Coca-Cola’s newest product in India, VIO, is the latest example of how the global company champions local flavor.
VIO flavored milk was developed specifically for the Indian palate at Coca-Cola India’s R&D center in Gurgaon with input from the R&D teams in Atlanta and Shanghai. Made from milk sourced by dairy farmers, VIO has been formulated with a blend of saffron, pistachio and almond flavors in the respective Kesar Treat and Almond Delight variants.
“VIO flavored milk, which has been jointly developed in collaboration with our largest bottling partner, BIG India, adds to our ‘Made in India, Made for India’ range of beverage innovations,” said Venkatesh Kini, president, Coca-Cola India and South West Asia.
Staying agile in the bustling beverage marketplace means listening to and staying ahead of consumer tastes. In many markets, including India, that means launching new products while continuing to offer traditional, go-to favorites like Coca-Cola, Maaza, Minute Maid juice drinks and Kinley Water.
“VIO aims to establish new consumption occasions for the consumers, over and above the standard in-home consumption,” said Debabrata Mukherjee, vice president, marketing and commercial, Coca-Cola India and South West Asia. “The product is packed with milk power and targeted for consumers on the go.”
Coca-Cola’s ability to develop locally relevant products goes beyond consumer research and R&D. Driving scalability, efficiency and quality is something Coca-Cola constantly strives for, as demonstrated by the VIO launch.
“This product not only promises long-term business growth, but also leverages our system’s value chain in procuring ingredients and raw materials from the dairy farming community,” Kini added. “We look forward to the consumers’ feedback, which will help us decide on scaling this pilot launch further.”
The company’s entry into dairy will lay the foundation for the India business’ next growth pillar after sparkling, water and juices. The introduction of VIO follows the launch of FUZE iced tea in 30 cities in 2015 and Coke Zero in late 2014. As part of the phased pilot launch, VIO flavored milk will first be made available in the top metropolitan areas across India through modern trade outlets and eCommerce platforms before eventually expanding to traditional trade.
“Dairy is a category firmly rooted in Indian tradition and enjoyed greatly by consumers,” said T. Krishnakumar, CEO, BIG India. “As we venture into this important segment, our intent is to make VIO easily accessible to the consumer.”

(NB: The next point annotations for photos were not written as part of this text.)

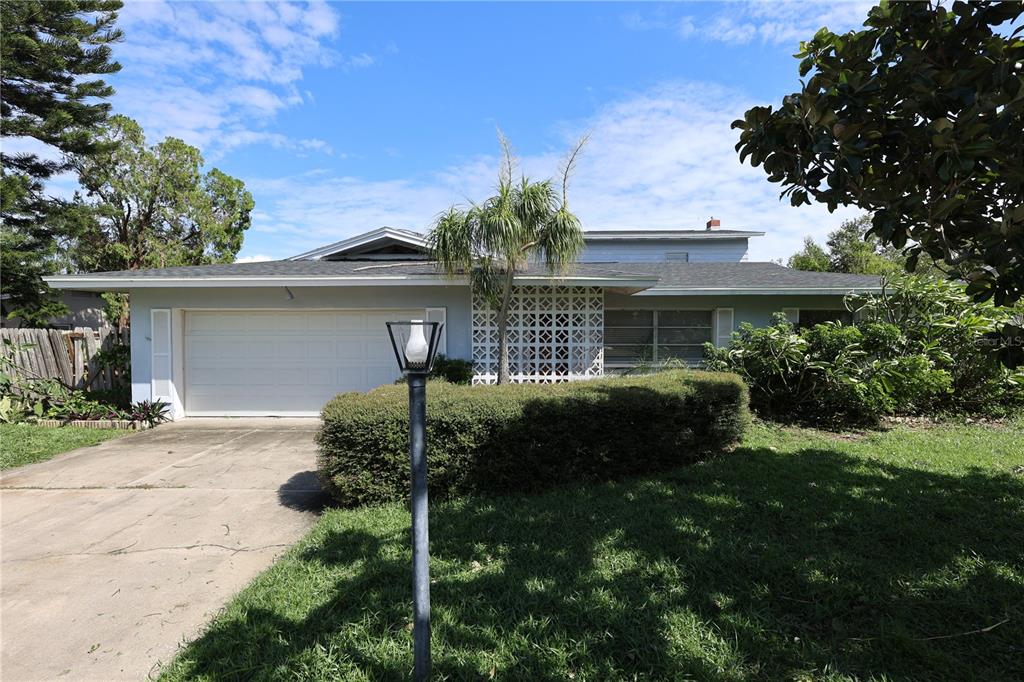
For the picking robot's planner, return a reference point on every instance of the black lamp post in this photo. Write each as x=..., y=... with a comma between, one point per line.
x=415, y=345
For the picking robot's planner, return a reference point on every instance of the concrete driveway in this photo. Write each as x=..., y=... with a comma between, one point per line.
x=111, y=556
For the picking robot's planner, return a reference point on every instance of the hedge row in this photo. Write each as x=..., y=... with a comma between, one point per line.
x=526, y=437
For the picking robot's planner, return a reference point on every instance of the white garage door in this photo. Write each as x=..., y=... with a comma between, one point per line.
x=284, y=363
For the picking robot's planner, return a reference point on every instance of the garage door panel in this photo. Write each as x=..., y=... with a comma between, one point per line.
x=281, y=363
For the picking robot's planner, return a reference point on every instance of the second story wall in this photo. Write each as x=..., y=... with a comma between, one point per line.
x=721, y=250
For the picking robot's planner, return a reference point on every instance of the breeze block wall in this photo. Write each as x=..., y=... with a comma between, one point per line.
x=555, y=334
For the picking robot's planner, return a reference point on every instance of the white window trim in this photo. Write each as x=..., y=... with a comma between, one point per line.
x=655, y=324
x=439, y=315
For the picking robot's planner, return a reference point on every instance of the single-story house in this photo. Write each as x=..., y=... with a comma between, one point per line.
x=283, y=337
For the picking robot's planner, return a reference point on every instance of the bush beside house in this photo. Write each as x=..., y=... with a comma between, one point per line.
x=526, y=437
x=922, y=348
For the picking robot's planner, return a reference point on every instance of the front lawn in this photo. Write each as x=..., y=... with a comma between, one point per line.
x=803, y=555
x=25, y=443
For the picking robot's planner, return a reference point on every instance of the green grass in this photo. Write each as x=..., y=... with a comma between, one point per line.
x=25, y=443
x=803, y=555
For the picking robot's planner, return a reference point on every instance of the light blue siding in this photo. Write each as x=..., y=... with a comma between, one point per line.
x=455, y=298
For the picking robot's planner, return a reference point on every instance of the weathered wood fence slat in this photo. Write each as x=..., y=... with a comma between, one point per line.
x=67, y=355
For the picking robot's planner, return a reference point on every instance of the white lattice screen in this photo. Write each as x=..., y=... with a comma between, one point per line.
x=555, y=334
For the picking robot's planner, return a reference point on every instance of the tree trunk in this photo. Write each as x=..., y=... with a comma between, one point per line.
x=503, y=323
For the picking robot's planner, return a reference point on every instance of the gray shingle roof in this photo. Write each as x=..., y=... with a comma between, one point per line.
x=667, y=274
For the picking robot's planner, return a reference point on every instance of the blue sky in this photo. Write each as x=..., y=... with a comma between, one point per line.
x=341, y=118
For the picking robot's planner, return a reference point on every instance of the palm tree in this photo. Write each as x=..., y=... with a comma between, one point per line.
x=523, y=222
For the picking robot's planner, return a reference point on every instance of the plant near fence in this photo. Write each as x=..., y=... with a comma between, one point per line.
x=497, y=439
x=26, y=395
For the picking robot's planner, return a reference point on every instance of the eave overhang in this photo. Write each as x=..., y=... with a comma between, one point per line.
x=758, y=291
x=121, y=284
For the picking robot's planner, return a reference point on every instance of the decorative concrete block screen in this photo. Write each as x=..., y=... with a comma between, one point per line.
x=555, y=334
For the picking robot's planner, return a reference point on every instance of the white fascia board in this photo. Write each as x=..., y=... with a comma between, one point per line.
x=647, y=237
x=126, y=283
x=760, y=291
x=361, y=240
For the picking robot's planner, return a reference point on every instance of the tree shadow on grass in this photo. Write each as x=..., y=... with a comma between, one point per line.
x=756, y=565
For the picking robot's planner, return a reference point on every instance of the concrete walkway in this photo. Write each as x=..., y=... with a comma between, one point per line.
x=112, y=556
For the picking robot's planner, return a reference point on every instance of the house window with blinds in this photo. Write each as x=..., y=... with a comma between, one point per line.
x=638, y=337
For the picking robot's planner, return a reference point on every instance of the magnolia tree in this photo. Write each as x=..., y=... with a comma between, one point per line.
x=524, y=221
x=918, y=119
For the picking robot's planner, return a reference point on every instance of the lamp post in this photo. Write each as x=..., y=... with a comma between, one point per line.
x=415, y=345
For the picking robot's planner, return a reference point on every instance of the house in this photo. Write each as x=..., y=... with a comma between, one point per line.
x=283, y=337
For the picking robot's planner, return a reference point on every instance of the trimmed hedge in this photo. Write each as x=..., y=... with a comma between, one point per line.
x=526, y=437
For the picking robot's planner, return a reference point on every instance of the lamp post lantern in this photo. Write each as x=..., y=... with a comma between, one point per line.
x=415, y=345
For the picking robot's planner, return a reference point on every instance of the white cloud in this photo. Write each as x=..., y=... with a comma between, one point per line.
x=773, y=22
x=658, y=159
x=217, y=74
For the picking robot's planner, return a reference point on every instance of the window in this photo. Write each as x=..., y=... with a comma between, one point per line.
x=812, y=317
x=632, y=337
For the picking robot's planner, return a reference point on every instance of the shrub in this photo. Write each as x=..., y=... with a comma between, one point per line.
x=918, y=349
x=526, y=437
x=452, y=370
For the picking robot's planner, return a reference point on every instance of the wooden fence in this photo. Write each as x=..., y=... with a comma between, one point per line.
x=67, y=355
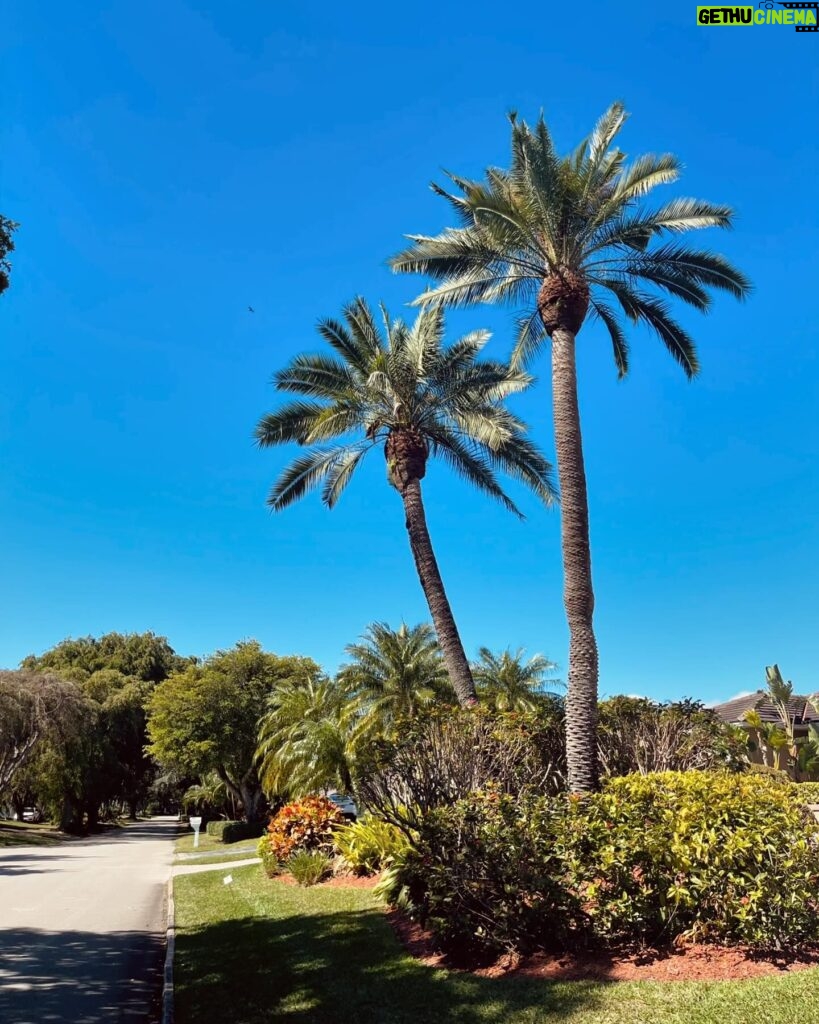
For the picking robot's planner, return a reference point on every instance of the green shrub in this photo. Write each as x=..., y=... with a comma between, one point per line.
x=775, y=773
x=444, y=754
x=483, y=876
x=808, y=792
x=369, y=844
x=270, y=864
x=309, y=866
x=701, y=855
x=707, y=856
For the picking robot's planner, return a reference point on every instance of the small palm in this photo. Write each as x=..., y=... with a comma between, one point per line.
x=511, y=683
x=393, y=674
x=391, y=378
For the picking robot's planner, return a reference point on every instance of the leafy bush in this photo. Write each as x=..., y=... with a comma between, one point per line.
x=442, y=756
x=216, y=828
x=270, y=864
x=304, y=824
x=707, y=856
x=484, y=877
x=369, y=844
x=775, y=773
x=697, y=855
x=639, y=735
x=309, y=866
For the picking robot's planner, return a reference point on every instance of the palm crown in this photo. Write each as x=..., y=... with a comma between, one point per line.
x=394, y=673
x=391, y=380
x=559, y=231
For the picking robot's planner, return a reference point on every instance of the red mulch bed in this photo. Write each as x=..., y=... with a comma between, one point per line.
x=692, y=963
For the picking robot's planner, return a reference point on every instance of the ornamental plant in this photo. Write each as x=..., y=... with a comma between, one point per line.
x=304, y=824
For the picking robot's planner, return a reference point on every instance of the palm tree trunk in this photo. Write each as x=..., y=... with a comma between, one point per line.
x=427, y=565
x=577, y=593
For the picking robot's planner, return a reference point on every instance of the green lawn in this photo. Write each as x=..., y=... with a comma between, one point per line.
x=258, y=950
x=26, y=834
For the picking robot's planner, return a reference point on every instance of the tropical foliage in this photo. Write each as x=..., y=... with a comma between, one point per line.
x=562, y=238
x=507, y=682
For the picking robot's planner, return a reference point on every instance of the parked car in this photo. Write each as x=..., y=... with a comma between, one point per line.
x=345, y=804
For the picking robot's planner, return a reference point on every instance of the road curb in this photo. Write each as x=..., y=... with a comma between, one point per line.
x=170, y=941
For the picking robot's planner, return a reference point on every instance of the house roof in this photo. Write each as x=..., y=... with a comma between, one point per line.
x=802, y=710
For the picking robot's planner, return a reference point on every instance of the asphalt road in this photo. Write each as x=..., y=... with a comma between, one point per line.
x=82, y=928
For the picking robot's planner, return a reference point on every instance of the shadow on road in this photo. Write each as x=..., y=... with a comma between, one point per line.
x=80, y=977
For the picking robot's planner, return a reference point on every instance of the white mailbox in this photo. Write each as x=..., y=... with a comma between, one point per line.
x=196, y=824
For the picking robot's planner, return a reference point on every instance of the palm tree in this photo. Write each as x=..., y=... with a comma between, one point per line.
x=394, y=674
x=559, y=237
x=400, y=389
x=305, y=737
x=510, y=683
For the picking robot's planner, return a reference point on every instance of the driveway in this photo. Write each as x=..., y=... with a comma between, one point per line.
x=82, y=928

Coca-Cola has continued to invest in the value-added dairy category around the world with products like fairlife in the United States, Toni and Santa Clara in Latin America, and Minute Maid Pulpy Super Milky in Asia. Dairy-based drinks tailored to specific markets – like VIO in India – complement The Coca-Cola Company’s portfolio of still and sparkling beverages, designed for every occasion and lifestyle.